The pattern suggests that drops in estrogen and progesterone play a role. RA disease activity tends to decrease during pregnancy, when these hormones surge, and flare in the postpartum period when they crash. Peak incidence of RA in women occurs around menopause. Interestingly, hormone replacement therapy was also associated with higher RA risk (46 percent increase), which complicates a simple “more estrogen equals protection” explanation. The relationship between hormones and RA is real but not straightforward.
Workplace Exposures
If you’ve worked in construction, mining, sandblasting, masonry, or other trades involving fine dust, occupational exposures may have contributed. Silica dust, the fine particles released when cutting stone, concrete, or brick, increases RA risk by about 17 percent overall. For people exposed for more than 10 years, the risk rises to 33 percent higher than unexposed individuals. Like smoking, inhaled silica irritates lung tissue and can trigger the same kind of immune activation that eventually targets joints.
Stress as a Trigger
A case-control study comparing people with early RA to matched controls found that patients reported twice the cumulative stress in the year before their symptoms began. Seventy percent of women with RA attributed their symptom onset to a specific life event, compared to just 25 percent of women without the disease. The association was dose-dependent in women, meaning more stress correlated with higher risk, though the same pattern wasn’t statistically significant in men.

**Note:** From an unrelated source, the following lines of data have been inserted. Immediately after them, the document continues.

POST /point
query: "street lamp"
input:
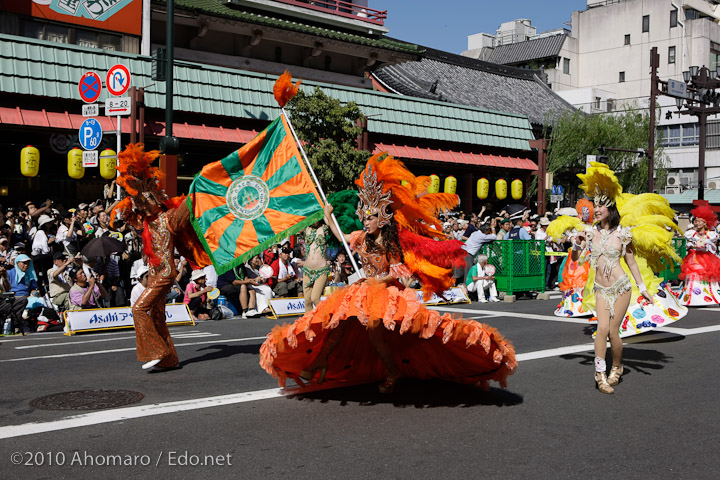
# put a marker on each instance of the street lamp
(702, 100)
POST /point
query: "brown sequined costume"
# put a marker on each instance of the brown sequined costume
(166, 226)
(152, 336)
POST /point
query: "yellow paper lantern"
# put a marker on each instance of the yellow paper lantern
(434, 186)
(516, 189)
(108, 164)
(483, 188)
(29, 161)
(501, 189)
(75, 167)
(450, 185)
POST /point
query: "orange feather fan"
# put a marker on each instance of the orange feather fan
(284, 89)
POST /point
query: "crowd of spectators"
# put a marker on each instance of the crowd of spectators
(43, 271)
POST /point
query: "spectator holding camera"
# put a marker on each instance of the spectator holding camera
(284, 280)
(86, 292)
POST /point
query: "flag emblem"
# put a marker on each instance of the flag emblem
(253, 198)
(248, 197)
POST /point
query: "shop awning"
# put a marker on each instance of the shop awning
(451, 156)
(72, 121)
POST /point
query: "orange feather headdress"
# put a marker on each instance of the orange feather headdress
(426, 251)
(141, 181)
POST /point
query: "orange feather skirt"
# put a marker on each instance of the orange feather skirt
(425, 343)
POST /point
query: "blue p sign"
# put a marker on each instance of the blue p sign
(90, 134)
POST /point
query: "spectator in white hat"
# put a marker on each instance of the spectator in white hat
(196, 295)
(141, 277)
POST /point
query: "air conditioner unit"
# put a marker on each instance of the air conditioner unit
(673, 180)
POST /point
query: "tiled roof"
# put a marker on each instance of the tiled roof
(221, 8)
(466, 81)
(33, 67)
(529, 50)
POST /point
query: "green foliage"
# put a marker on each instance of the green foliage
(577, 134)
(328, 128)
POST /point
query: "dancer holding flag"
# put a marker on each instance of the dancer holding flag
(166, 226)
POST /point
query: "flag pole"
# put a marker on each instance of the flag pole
(322, 194)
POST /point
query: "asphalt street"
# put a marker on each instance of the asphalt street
(221, 416)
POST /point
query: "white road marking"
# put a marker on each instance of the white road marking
(131, 349)
(494, 313)
(119, 414)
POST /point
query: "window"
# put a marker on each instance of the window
(680, 135)
(714, 59)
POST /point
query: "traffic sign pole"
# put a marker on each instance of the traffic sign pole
(119, 146)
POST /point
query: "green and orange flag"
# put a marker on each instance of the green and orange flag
(253, 198)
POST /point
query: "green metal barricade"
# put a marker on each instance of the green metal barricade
(669, 274)
(519, 265)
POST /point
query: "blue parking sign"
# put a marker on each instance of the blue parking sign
(90, 134)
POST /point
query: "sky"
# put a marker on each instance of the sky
(445, 24)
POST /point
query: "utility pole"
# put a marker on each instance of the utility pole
(654, 63)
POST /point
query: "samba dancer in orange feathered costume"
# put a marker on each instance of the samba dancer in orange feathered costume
(376, 329)
(700, 271)
(166, 226)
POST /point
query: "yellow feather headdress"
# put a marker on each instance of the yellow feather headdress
(601, 184)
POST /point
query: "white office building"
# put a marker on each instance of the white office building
(602, 64)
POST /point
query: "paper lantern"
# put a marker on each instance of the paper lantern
(434, 186)
(108, 164)
(516, 189)
(75, 167)
(483, 188)
(450, 185)
(501, 189)
(29, 161)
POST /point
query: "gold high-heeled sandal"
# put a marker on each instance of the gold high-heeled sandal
(615, 374)
(602, 384)
(309, 374)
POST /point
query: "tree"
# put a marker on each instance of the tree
(329, 131)
(577, 134)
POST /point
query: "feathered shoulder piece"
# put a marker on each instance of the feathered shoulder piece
(564, 224)
(601, 184)
(652, 222)
(706, 213)
(284, 89)
(388, 184)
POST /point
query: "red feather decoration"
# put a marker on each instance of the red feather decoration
(706, 214)
(284, 89)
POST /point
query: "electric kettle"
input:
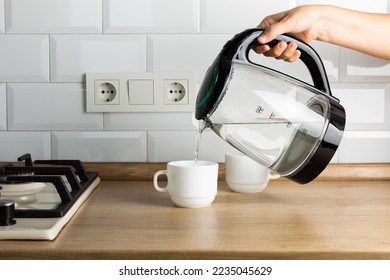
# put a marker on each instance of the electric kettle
(288, 125)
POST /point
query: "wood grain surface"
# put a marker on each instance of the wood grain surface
(324, 219)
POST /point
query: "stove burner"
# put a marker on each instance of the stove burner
(66, 180)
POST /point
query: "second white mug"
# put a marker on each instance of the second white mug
(245, 175)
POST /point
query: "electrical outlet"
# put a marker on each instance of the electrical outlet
(175, 92)
(140, 92)
(106, 92)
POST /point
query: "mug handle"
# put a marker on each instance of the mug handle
(274, 176)
(155, 180)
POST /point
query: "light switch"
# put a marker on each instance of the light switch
(141, 91)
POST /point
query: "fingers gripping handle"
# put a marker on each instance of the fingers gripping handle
(155, 180)
(308, 56)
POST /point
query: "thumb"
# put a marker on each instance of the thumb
(271, 32)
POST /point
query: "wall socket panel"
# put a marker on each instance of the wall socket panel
(141, 92)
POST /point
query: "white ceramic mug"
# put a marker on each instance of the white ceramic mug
(188, 184)
(243, 174)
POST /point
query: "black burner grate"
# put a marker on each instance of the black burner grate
(50, 171)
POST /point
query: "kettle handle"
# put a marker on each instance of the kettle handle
(308, 56)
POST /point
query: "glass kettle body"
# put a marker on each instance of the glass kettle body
(283, 123)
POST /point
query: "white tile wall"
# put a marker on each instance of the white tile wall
(357, 67)
(24, 58)
(365, 147)
(230, 16)
(59, 16)
(2, 16)
(3, 107)
(367, 105)
(95, 53)
(98, 146)
(47, 46)
(49, 107)
(148, 121)
(182, 52)
(151, 16)
(14, 144)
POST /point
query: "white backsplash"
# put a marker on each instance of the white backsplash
(47, 46)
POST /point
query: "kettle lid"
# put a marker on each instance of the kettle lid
(213, 89)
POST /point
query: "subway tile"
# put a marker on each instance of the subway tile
(365, 147)
(3, 107)
(98, 146)
(24, 58)
(165, 146)
(2, 17)
(151, 16)
(16, 143)
(222, 16)
(49, 107)
(378, 6)
(183, 52)
(358, 67)
(148, 121)
(75, 55)
(366, 105)
(48, 16)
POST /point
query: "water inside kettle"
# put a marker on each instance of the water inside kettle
(273, 121)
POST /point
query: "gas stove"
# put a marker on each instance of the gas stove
(38, 198)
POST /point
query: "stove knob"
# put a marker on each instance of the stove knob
(7, 212)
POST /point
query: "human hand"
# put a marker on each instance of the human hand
(300, 22)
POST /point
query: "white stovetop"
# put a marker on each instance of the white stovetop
(44, 228)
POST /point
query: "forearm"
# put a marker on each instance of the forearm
(365, 32)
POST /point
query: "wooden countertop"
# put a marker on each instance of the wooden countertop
(325, 219)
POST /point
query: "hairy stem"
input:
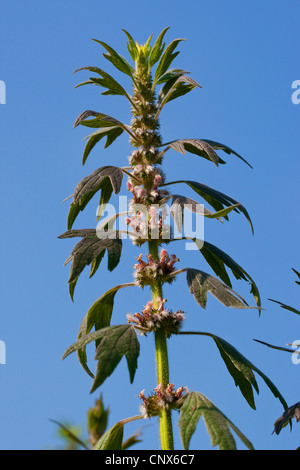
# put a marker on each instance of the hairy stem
(162, 363)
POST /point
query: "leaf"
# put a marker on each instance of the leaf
(179, 203)
(118, 61)
(98, 316)
(131, 46)
(107, 81)
(102, 120)
(200, 283)
(291, 412)
(114, 342)
(70, 434)
(215, 198)
(217, 424)
(110, 132)
(166, 59)
(218, 259)
(111, 439)
(157, 49)
(89, 248)
(107, 178)
(279, 348)
(286, 307)
(175, 88)
(241, 370)
(228, 150)
(195, 146)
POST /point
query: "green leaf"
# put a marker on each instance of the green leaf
(116, 59)
(111, 439)
(228, 150)
(166, 59)
(178, 88)
(218, 259)
(179, 203)
(131, 46)
(110, 132)
(71, 435)
(217, 424)
(114, 342)
(241, 369)
(195, 146)
(286, 307)
(200, 283)
(107, 178)
(89, 248)
(107, 81)
(291, 412)
(215, 198)
(157, 48)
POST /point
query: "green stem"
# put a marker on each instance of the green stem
(162, 363)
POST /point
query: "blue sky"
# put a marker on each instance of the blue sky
(246, 58)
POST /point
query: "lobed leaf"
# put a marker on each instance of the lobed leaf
(226, 149)
(91, 247)
(166, 59)
(200, 283)
(108, 179)
(157, 49)
(114, 342)
(116, 59)
(217, 424)
(218, 259)
(215, 198)
(112, 439)
(241, 370)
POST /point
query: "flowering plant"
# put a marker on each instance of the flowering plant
(154, 84)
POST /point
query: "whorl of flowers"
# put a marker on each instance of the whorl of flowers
(152, 270)
(162, 398)
(152, 319)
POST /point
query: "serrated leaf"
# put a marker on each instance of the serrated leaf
(107, 81)
(217, 424)
(116, 59)
(291, 412)
(108, 179)
(166, 59)
(200, 283)
(131, 46)
(218, 259)
(89, 248)
(195, 146)
(114, 342)
(215, 198)
(157, 49)
(175, 88)
(110, 132)
(226, 149)
(286, 307)
(241, 369)
(111, 439)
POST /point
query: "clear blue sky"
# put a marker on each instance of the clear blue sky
(246, 58)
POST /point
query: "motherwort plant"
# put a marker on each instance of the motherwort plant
(153, 85)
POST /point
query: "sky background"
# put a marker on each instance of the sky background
(246, 58)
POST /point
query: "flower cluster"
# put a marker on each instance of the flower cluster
(153, 270)
(152, 319)
(161, 398)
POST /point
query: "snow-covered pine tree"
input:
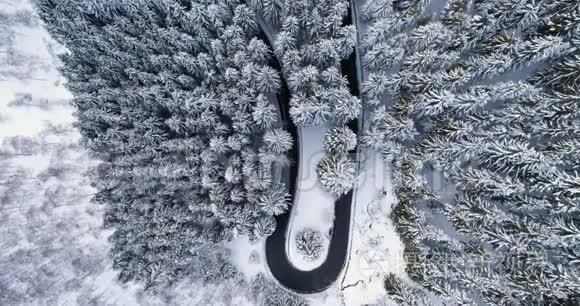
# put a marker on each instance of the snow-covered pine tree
(310, 41)
(336, 173)
(493, 105)
(170, 97)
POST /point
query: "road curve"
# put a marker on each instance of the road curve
(281, 268)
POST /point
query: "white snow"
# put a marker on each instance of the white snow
(375, 248)
(101, 287)
(241, 250)
(313, 207)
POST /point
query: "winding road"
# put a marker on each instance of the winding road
(281, 268)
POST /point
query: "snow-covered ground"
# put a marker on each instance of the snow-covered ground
(313, 207)
(48, 247)
(375, 248)
(248, 256)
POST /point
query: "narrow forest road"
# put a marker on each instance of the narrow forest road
(281, 268)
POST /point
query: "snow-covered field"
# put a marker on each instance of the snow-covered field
(313, 207)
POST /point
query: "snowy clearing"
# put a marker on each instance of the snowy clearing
(313, 206)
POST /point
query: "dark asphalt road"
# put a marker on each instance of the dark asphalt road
(325, 275)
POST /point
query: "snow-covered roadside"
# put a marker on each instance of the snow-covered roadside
(375, 249)
(248, 256)
(313, 207)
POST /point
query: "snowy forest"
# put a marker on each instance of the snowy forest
(185, 121)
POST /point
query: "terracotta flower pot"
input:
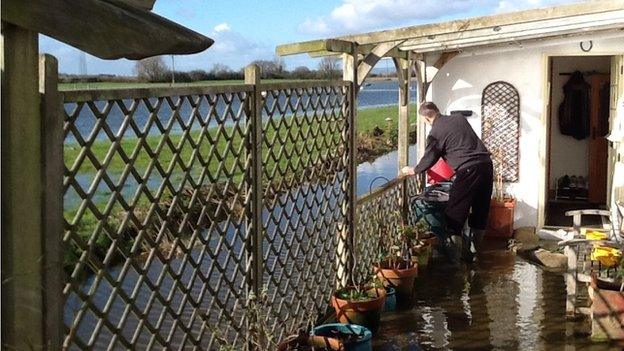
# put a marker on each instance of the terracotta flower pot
(607, 310)
(402, 280)
(365, 312)
(500, 220)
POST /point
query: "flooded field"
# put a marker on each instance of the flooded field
(502, 303)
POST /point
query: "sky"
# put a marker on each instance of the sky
(246, 30)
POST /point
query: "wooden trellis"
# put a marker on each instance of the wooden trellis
(500, 127)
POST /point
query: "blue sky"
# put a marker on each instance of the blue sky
(245, 30)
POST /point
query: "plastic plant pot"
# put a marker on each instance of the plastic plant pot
(401, 279)
(366, 313)
(390, 304)
(342, 337)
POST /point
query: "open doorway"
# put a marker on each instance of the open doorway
(578, 127)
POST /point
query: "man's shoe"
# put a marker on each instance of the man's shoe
(471, 243)
(453, 248)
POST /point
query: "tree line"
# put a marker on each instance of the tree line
(154, 69)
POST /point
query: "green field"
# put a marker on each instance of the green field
(178, 154)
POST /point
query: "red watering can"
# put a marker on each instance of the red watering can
(440, 172)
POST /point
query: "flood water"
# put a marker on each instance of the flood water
(503, 303)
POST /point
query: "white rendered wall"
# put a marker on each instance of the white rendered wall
(568, 155)
(459, 84)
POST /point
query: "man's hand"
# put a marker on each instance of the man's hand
(407, 170)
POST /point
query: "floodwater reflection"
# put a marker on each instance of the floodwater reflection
(502, 303)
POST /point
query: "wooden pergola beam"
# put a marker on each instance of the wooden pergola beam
(109, 29)
(492, 21)
(141, 4)
(487, 30)
(517, 32)
(325, 45)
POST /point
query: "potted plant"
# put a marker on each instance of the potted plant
(395, 267)
(502, 206)
(607, 305)
(423, 248)
(359, 305)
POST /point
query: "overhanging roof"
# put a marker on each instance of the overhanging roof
(543, 23)
(108, 29)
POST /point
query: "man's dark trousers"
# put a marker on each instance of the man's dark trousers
(470, 194)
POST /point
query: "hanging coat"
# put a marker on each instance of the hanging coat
(574, 110)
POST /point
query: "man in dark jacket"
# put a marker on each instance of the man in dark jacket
(453, 139)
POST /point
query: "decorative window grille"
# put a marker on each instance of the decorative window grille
(500, 127)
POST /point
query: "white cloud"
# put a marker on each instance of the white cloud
(353, 16)
(230, 48)
(223, 27)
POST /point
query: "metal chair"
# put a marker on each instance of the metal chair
(580, 270)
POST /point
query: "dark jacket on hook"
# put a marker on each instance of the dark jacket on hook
(574, 110)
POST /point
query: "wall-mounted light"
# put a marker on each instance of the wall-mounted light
(588, 47)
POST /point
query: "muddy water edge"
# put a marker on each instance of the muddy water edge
(501, 303)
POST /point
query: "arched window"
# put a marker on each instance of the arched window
(500, 127)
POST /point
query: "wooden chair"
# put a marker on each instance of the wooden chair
(577, 248)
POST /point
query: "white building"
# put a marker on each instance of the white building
(535, 52)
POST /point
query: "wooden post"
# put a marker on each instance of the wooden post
(346, 247)
(571, 280)
(421, 94)
(22, 190)
(252, 76)
(404, 74)
(52, 128)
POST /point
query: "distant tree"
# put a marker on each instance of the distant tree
(302, 72)
(152, 69)
(221, 71)
(198, 74)
(272, 68)
(329, 67)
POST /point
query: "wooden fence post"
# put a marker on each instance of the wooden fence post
(252, 76)
(404, 75)
(346, 242)
(22, 190)
(52, 129)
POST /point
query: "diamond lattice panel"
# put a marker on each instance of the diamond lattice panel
(305, 158)
(500, 127)
(381, 212)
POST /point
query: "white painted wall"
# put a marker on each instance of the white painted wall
(459, 85)
(568, 155)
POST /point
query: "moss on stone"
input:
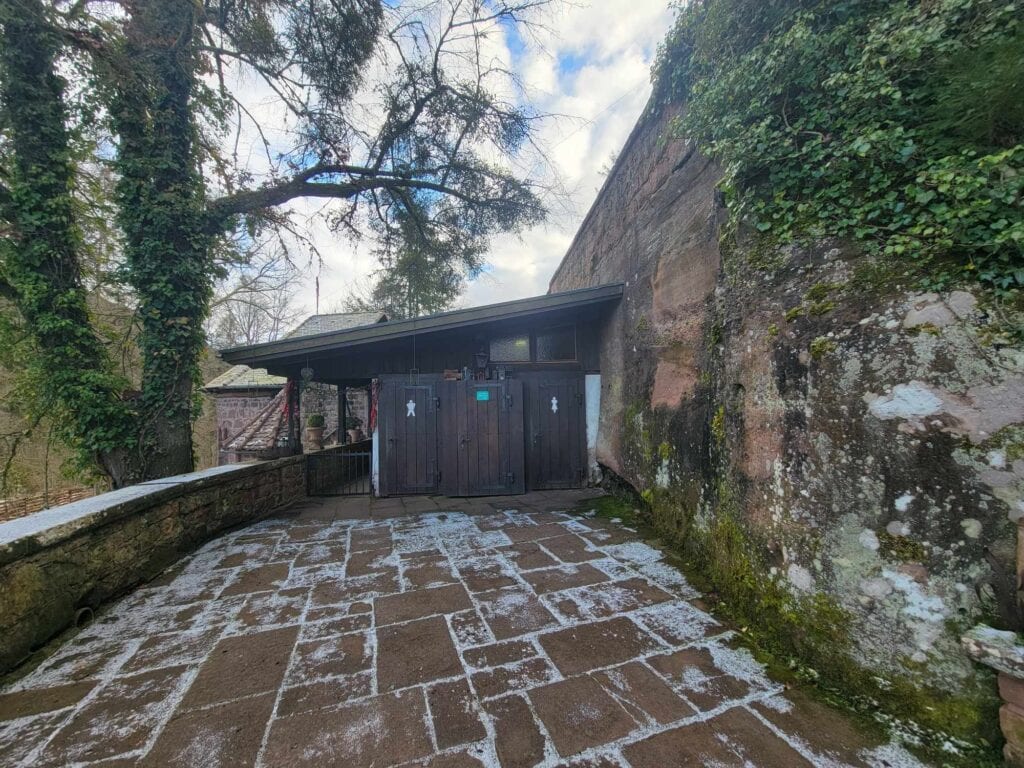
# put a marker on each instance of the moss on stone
(808, 638)
(900, 548)
(794, 312)
(611, 507)
(718, 425)
(820, 291)
(821, 346)
(818, 308)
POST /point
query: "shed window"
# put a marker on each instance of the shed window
(556, 344)
(510, 348)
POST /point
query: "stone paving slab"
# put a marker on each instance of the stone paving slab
(497, 633)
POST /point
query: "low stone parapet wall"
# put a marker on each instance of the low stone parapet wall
(55, 562)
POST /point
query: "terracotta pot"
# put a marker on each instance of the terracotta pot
(314, 438)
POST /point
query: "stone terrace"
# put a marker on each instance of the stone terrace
(429, 633)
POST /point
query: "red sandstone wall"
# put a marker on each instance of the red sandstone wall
(654, 227)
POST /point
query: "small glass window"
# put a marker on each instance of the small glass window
(510, 348)
(556, 344)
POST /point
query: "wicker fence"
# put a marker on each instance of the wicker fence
(26, 505)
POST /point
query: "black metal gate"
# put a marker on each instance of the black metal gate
(340, 471)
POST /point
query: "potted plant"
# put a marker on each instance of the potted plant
(314, 431)
(353, 426)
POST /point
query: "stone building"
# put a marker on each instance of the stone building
(250, 404)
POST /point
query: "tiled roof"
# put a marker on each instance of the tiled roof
(243, 377)
(325, 324)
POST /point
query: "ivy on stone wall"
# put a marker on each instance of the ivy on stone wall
(897, 124)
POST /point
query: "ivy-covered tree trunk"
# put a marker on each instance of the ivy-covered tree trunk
(161, 200)
(40, 269)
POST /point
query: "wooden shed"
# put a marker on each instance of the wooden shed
(488, 400)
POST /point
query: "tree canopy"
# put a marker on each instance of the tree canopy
(402, 116)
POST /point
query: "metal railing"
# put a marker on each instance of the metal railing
(343, 470)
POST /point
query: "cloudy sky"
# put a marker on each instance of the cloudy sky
(593, 65)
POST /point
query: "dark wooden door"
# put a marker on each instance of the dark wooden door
(409, 420)
(482, 437)
(556, 439)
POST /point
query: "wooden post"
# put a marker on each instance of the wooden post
(342, 415)
(294, 415)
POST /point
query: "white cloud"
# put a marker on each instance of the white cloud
(593, 64)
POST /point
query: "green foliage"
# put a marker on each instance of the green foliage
(67, 374)
(898, 124)
(821, 346)
(422, 276)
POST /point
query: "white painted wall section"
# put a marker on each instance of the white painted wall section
(592, 389)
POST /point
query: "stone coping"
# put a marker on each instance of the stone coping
(33, 532)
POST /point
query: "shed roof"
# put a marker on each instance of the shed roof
(290, 347)
(243, 377)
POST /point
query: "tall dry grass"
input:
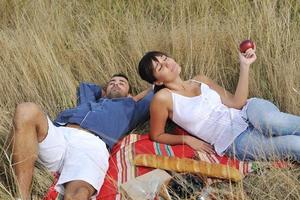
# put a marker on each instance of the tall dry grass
(48, 47)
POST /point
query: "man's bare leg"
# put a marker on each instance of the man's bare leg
(78, 190)
(30, 126)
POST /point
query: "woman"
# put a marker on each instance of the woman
(218, 121)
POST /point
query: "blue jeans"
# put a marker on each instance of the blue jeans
(271, 134)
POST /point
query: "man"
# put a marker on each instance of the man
(77, 144)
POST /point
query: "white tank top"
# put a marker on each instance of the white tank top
(206, 117)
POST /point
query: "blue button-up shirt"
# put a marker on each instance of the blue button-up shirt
(110, 119)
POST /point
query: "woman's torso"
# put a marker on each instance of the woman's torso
(206, 117)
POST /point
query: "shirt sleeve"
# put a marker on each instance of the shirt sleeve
(141, 113)
(88, 92)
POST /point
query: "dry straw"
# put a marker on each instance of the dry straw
(48, 47)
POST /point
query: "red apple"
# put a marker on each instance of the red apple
(246, 44)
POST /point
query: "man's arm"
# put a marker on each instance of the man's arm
(88, 92)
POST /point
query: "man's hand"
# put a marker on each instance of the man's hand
(198, 144)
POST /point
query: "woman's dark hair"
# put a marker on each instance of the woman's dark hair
(146, 67)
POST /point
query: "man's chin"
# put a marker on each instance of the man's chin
(114, 95)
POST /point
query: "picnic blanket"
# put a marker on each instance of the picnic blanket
(121, 168)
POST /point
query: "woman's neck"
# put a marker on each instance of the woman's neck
(178, 85)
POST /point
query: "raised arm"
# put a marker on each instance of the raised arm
(88, 92)
(159, 114)
(239, 98)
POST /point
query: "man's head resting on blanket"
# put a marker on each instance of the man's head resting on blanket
(118, 86)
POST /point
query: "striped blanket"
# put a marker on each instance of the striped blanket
(121, 168)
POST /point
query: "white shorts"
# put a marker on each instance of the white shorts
(75, 154)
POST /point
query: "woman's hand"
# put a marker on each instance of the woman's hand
(247, 58)
(198, 144)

Chronic stress doesn’t cause RA on its own, but in someone whose immune system is already primed by genetics, gut dysbiosis, or years of smoking, a period of intense psychological stress may act as the final push that tips a simmering autoimmune process into active disease.
The Silent Buildup Before Symptoms
Perhaps the most important thing to understand is that RA doesn’t start when your joints begin hurting. The autoantibodies that define the disease, particularly anti-citrullinated protein antibodies (ACPA), can be detected in blood samples taken years or even up to two decades before the first joint symptom. During this silent period, the immune response is evolving: the antibodies become more diverse, more potent, and more specifically targeted to joint tissue.
This means the exposures that mattered most may have happened long ago. A period of heavy smoking in your twenties, chronic gum disease in your thirties, a gut infection that shifted your microbiome, a stressful divorce, or simply the genetic hand you were dealt at birth. RA is almost always the result of multiple factors converging over a long timeline, not a single event you can point to. For most people, the honest answer to “how did I get this” is that several of these threads wove together over years, quietly building an immune response that eventually crossed a threshold your body couldn’t contain.